Evaluation of the lncRNA Profiles of HCAECs Treated With oxLDL

In vitro HCAECs experiments were further performed to better understand the role that these abnormally regulated lncRNAs may play in the etiology of CHD. First, almost all cells cultured were positive for the marker vWF, indicating that the culture of HCAECs yielded VECs with relatively high purity (Figure 3A). The application of oxLDL further revealed that HCAECs viability decreased in tandem with increasing concentrations of oxLDL. This phenomenon was true at exposures of 24, 48, and 72 h (Figure 3B). In contrast, no difference in the expression of the lnc-USP7-1 was observed between untreated HCAECs and oxLDL-treated HCAECs (p > 0.05). However, the expression of the lnc-MICALL2-2 was significantly upregulated in HCAECs treated with just 50 μg/ml oxLDL for 24 h compared to untreated controls. Interestingly, this effect was not observed at higher concentrations. The upregulation of the lncRNA was also observed at 50–100 μg/ml oxLDL at 48 h (Figure 3C, p < 0.05), though not in the 150 μg/ml oxLDL treated group. No differences in expression were apparent at any oxLDL dose after 72 h incubation. Based on these findings, the lnc-MICALL2-2 was selected for follow-up study, at a concentration of 100 μg/ml oxLDL for 48 h. This concentration and exposure was also of particular interest considering related studies (31).

FIGURE 3

Figure 3. The expression levels of differentially expressed lncRNAs in HCAECs. (A) Purification identification of HCAECs by vWF. vWF factor (red) and cellular localization (blue) double staining ( ×200 times) of HCAECs. (B) Cell viabilities were compared after culturing at different concentrations of oxLDL for 24, 48, and 72 h (n = 3/group). (C) Comparison of the expression levels of differentially expressed lncRNAs after cell culture at different concentrations of oxLDL for 24, 48, and 72 h (n = 3/group). Values are expressed as the mean ± SD. *p < 0.05, **p < 0.01, ***p < 0.001 vs. normal HCAECs; ^#p < 0.05, ^##p < 0.01, ^###p < 0.001 vs. 50 μg/ml oxLDL; ^&&p < 0.01, ^&&&p < 0.001 vs. 100 μg/ml oxLDL in panels b and c. Data are expressed as means ± SD. one-way ANOVA was used for all comparisons.

Knockdown of lnc-MICALL2-2 in oxLDL-Induced HCAECs Injury

Due to the results of the lncRNA profile of oxLDL-induced HCAECs, which indicated the upregulation of lnc-MICALL2-2, the biological functions of the lncRNA was examined by knockdown with siRNA-3 (Figure 4A), which achieved an expression inhibition of ~50%. Consistent with prior results, cells treated with oxLDL observed a marked upregulation of the expression of the lnc-MICALL2-2. However, cells treated with siRNA-3 and oxLDL simultaneously saw normalization of the expression of the lncRNA compared with untreated cells (p < 0.05, Figure 4B).

FIGURE 4

Figure 4. The function of knockdown of lnc-MICALL2-2 in oxLDL-induced HCAECs injury. (A) Lnc-MICALL2-2 interference fragment screening. *p < 0.05, **p < 0.01, ***p < 0.001 vs. normal HCAECs; ^##p < 0.01 vs. HCAECs treated with siRNA-1; ^&p < 0.05 vs.
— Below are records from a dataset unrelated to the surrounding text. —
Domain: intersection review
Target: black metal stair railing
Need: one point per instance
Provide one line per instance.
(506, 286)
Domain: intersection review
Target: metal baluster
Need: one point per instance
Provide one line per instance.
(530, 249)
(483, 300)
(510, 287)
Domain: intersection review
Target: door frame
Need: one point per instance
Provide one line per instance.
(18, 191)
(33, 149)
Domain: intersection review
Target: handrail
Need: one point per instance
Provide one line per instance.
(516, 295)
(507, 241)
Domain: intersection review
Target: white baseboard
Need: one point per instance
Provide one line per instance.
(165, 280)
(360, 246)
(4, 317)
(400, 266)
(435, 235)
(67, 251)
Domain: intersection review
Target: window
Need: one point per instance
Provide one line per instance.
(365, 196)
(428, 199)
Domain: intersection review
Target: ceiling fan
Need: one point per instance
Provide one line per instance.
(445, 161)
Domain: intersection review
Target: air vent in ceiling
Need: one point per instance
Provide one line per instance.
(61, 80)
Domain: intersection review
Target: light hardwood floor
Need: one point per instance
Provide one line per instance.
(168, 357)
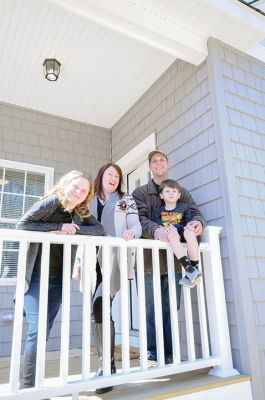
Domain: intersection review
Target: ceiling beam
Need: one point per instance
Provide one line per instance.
(146, 28)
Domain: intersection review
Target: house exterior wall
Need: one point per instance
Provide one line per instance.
(210, 121)
(238, 98)
(178, 108)
(42, 139)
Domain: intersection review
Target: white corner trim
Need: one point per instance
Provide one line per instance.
(47, 171)
(137, 155)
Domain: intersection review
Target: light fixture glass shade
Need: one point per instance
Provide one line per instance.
(51, 69)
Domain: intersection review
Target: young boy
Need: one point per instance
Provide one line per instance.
(174, 216)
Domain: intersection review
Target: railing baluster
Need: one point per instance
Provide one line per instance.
(124, 310)
(202, 317)
(173, 306)
(18, 317)
(42, 322)
(106, 273)
(141, 308)
(158, 308)
(65, 324)
(189, 322)
(89, 266)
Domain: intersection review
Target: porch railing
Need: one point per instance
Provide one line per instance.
(214, 334)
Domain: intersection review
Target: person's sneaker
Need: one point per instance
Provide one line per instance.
(168, 359)
(187, 283)
(193, 273)
(151, 358)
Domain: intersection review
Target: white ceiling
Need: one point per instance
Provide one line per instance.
(111, 51)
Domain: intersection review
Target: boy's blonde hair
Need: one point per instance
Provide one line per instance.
(171, 183)
(84, 208)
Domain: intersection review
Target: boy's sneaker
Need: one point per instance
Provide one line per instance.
(189, 284)
(193, 273)
(151, 358)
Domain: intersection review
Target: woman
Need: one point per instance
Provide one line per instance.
(118, 214)
(66, 210)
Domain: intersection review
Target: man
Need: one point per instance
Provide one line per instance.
(147, 199)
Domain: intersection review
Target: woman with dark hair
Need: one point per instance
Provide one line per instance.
(66, 210)
(118, 214)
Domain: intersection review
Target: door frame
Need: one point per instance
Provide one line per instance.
(128, 163)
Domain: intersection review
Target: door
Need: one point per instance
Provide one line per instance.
(140, 176)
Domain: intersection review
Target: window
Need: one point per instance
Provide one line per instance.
(21, 185)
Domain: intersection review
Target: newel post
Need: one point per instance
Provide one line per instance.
(216, 304)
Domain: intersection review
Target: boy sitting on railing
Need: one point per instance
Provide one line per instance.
(174, 216)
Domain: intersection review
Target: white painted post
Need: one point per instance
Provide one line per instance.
(65, 324)
(106, 273)
(90, 260)
(158, 308)
(124, 310)
(18, 317)
(42, 321)
(217, 314)
(173, 307)
(141, 308)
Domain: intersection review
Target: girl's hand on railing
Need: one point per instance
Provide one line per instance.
(161, 234)
(76, 275)
(128, 235)
(196, 227)
(70, 229)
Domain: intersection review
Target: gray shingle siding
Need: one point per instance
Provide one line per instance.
(38, 138)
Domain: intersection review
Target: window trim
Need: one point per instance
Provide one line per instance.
(49, 177)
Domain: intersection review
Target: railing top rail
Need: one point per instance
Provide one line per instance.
(36, 236)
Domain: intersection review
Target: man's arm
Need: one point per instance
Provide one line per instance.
(197, 219)
(145, 213)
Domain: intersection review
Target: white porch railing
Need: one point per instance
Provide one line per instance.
(215, 351)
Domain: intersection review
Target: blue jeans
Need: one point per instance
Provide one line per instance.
(150, 315)
(31, 308)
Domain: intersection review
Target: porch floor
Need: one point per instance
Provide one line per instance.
(150, 389)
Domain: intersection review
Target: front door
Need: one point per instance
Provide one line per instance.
(140, 176)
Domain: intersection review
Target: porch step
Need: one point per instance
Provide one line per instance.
(195, 385)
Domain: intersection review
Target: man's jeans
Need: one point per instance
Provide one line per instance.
(31, 307)
(150, 316)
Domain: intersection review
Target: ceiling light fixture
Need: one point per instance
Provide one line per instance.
(51, 69)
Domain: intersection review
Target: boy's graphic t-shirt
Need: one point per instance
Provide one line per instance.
(170, 217)
(178, 217)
HCAECs treated with siRNA-2 (n = 3/group). (B) Relative expression of lnc-MICALL2-2 in normal HCAECs, HCAECs treated with siRNA, oxLDL, and oxLDL + siRNA. (C) HCAECs morphology of different treatment groups under electron microscopic observation (n = 3/group). (D) LDH activity in HCAECs culture medium of different treatment groups (n = 3/group). (E) HCAECs cell proliferation of different treatment groups activity by Cell Counting Kit-8 detection (n = 9/group). (F,G) HCAECs apoptosis of different treatment groups by flow cytometry (n = 3/group). Values are expressed as the mean ± SD, *p < 0.05, **p < 0.01, ***p < 0.001 in (B,D,E,G). One-way ANOVA was used for all comparisons.
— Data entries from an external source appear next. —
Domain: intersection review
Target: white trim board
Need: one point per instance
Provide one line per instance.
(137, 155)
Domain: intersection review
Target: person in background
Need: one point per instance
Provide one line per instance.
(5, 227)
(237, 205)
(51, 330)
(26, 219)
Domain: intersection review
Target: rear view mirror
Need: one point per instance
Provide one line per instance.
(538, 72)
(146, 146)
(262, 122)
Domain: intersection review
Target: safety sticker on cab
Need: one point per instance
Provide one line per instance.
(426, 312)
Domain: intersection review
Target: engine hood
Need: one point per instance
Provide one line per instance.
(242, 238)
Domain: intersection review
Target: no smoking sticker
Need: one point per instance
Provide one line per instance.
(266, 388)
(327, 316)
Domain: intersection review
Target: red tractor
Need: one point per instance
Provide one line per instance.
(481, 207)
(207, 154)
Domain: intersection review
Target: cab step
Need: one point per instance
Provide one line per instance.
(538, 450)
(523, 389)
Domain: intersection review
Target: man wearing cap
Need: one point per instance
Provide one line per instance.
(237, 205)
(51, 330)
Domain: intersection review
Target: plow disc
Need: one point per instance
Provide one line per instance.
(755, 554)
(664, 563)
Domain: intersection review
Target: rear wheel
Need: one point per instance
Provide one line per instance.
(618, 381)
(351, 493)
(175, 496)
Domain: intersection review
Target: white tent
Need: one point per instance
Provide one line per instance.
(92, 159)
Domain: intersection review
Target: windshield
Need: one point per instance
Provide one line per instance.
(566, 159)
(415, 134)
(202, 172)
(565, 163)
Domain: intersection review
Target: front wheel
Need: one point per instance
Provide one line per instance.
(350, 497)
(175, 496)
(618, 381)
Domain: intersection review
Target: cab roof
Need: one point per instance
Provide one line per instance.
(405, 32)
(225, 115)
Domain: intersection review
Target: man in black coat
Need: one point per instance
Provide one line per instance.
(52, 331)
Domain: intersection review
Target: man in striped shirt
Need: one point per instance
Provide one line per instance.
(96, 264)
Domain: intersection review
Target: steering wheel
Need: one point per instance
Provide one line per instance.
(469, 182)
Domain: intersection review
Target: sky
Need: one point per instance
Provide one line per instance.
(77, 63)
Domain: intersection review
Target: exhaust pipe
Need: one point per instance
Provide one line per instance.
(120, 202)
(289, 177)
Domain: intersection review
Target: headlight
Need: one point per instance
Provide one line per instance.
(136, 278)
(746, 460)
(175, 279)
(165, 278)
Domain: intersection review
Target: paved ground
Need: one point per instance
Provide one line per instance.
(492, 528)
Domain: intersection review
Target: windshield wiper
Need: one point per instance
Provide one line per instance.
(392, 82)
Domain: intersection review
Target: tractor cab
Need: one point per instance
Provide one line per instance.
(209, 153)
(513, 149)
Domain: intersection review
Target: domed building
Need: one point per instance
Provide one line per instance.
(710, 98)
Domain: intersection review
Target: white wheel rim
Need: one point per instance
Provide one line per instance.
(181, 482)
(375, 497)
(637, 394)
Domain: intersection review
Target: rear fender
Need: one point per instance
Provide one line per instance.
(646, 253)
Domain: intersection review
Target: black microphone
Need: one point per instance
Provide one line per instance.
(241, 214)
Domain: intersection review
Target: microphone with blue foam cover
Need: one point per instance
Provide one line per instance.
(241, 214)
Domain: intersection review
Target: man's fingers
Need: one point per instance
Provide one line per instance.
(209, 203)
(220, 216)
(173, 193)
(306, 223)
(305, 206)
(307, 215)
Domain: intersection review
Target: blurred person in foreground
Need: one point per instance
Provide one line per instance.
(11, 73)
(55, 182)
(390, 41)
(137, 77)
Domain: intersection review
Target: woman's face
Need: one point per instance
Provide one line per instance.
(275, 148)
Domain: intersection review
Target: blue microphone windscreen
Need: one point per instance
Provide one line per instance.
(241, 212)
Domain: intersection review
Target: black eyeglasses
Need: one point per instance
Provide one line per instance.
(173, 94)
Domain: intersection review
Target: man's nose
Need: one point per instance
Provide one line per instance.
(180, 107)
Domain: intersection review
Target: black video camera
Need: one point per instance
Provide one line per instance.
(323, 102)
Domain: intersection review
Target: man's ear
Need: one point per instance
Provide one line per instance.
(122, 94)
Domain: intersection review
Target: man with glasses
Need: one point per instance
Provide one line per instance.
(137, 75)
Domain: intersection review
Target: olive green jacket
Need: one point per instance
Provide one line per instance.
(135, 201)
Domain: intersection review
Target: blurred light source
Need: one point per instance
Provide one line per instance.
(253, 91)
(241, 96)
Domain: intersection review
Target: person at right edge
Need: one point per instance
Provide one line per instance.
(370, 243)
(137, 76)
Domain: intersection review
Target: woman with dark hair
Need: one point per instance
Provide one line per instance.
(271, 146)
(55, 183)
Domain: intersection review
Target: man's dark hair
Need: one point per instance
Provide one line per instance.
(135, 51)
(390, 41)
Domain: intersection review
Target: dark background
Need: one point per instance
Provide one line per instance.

Electron microscopy results revealed that untreated HCAECs nuclei were complete, with intact organelles presenting minimal autophagy. On the other hand, after treatment with 100 μg/mloxLDL, HCAECs showed nuclear lysis, organelle damage and severe autophagy (Figure 4C), demonstrated decreased LDH activity (Figure 4D), increased proliferation (Figure 4E), and decreased apoptosis (Figures 4F,G) in the oxLDL + siRNA group, illustrating that inhibition of lnc-MICALL2-2 attenuated the molecular markers of oxLDL injury in HCAECs.

Discussion

CHD remains one of the leading causes of hospitalization and death worldwide, accounting for 64% of all cardiac deaths in 2009 (32). While the standard CHD medications (statins, anti-platelets, ACE inhibitors, beta blockers, etc.) greatly reduce the risk of complications arising from CHD, side-effects can greatly reduce quality of life (33). Evidence has shown that environmental factors, genomes, and epigenetics play crucial roles in it etiology (27). In this study, we confirmed that the elevated expression of lnc-MICALL2-2 is an independent risk factor for CHD after adjustment for environmental factors, and knockdown subsequently confers protection against early pathological processes of oxLDL-induced CHD.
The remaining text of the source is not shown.